Thankfully, Calleigh and Ryan are getting somewhere. They find the son's bong filled with cooking lighter fluid, which caused the explosion. Hmmm. Methinks something is not right here. I'm no drug expert, but I'm fairly certain it's not supposed to do that.

Unfortunately, before they can use there quota of little white gloves and q-tips, the boat starts to sink, and Calleigh and Ryan have to "run and shoot".... uh-huh, those pictures should turn out well...

Meanwhile, Island Delko (better than molesting-some-poor-girl-against-a-wall-because-he-couldn't-get-over-Speedle's-death Delko we were treated to last season...) has found a body. Then they (ewwwwwwwwwwwwwww) cut off his finger and fingerprint it. Of course, this cannot be the son, but rather some exchange student from Norway. Bummer, huh. Delko still can't find a razor.

Before they even get a chance to dry out, Calleigh and Ryan go investigate the unbelievably rich family that Exchange Student worked for. Sure enough, there's a big red stain on the floor. Tia, another preternaturally pretty whore, flips out and starts crying.

I say we start the investigation with her. She's too pretty to not have something to do with this.

Anyhoodles, a lot happens really quickly. 10 mil in gold gets stolen from Rich Family, Calleigh and Ryan find a casing (yay!!!), and Luke Gannon (the son) shows up alive and well on the aformentioned salvage ship. This guy still has nothing to do with it. Somehow they get figure out that Exchange Student's body must have been on the yacht before the explosion, and that gets Horatio suspicious. Like a good little CSI (except he never wears the coat), he investigates.

Turns out Dad and the kids have rap sheets longer than my arm. Mom is an innocent bystander.They used her (shocker of shockers) to gain access to the Yacht club so that they could steal the $10 mil. Oh, and they killed her husband. Which, by this point, gets kind of lost in the shuffle. Ironically.

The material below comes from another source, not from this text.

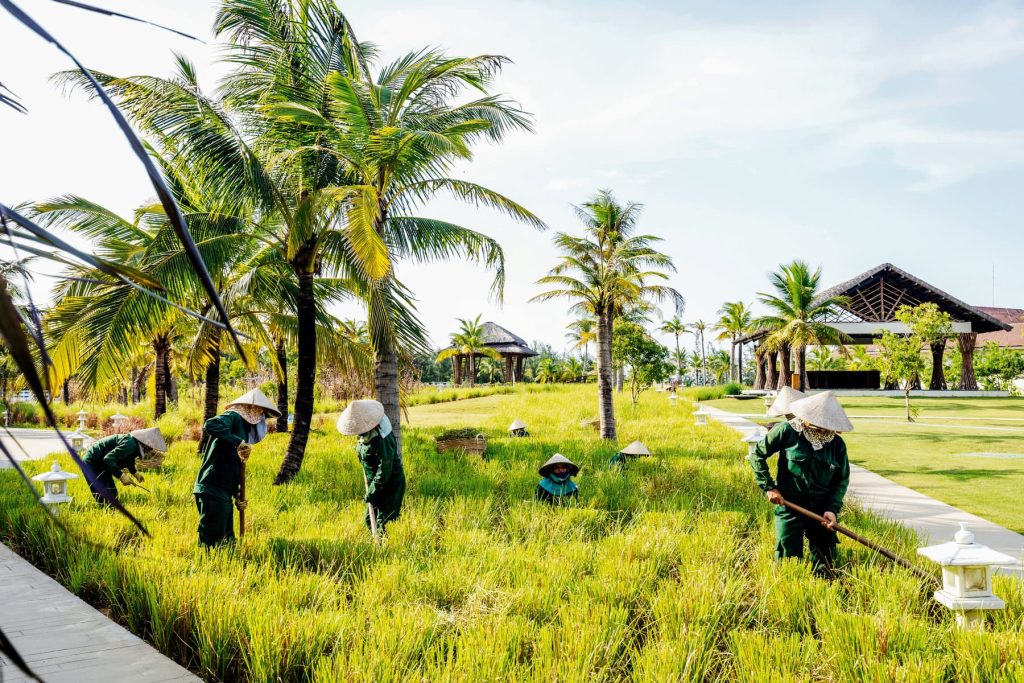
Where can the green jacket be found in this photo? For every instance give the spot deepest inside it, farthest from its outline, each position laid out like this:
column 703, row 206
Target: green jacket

And, just as I suspected, Tia has something to add to the investigation. (See, told ya.) She and Luke used to go out, but then she found him in bed with Julie (his sister). EWWWWWWWW. Excuse me for a moment while I go wash my brain out with hydrogen peroxide. *shivers*

However, Tia doens't have the whole story. Luke and Julie aren't sister and brother. This does little to appease slightly sick feeling I still have. And they're not kids. They're like thirty. But whatever. And Julie shot Exchange Student, but Luke was there. If Julie were alive, they'd definately be taken away for felony murder.

So Dad and Luke get taken away, and Julie is presumably dead, even though we never found her body, and Horatio gets to look out into the sunset with poor, broken Mom, who is going on and on and on about how she just wanted a family. Horatio, with his best I'm-going-to-take-care-of-you-ma'am look (you know, the one he uses with little abuse victims and the like) says, "I think that is what everybody wants, a family." Except he just put his last chance for one on a plane ala-Casablanca at the end of last season. *tear* But then we see Horatio watching every single CSI, who happen to be walking down the same corridor at the exact same time for the story's sake, and you see that it dawns on him that he really does have a family... awwwww!!!!!!

So what did we learn this week??? Don't go to your yacht club's single dances. You'll end up burned (literally..HAHAHAHA).

2 comments:

Anonymous said...

Oh I thought this was a great show and I didn't see some of the plot twists coming....it was great...Jerry B at his best... :)

mi_morena said...

I know...can't wait for New York tonight!!!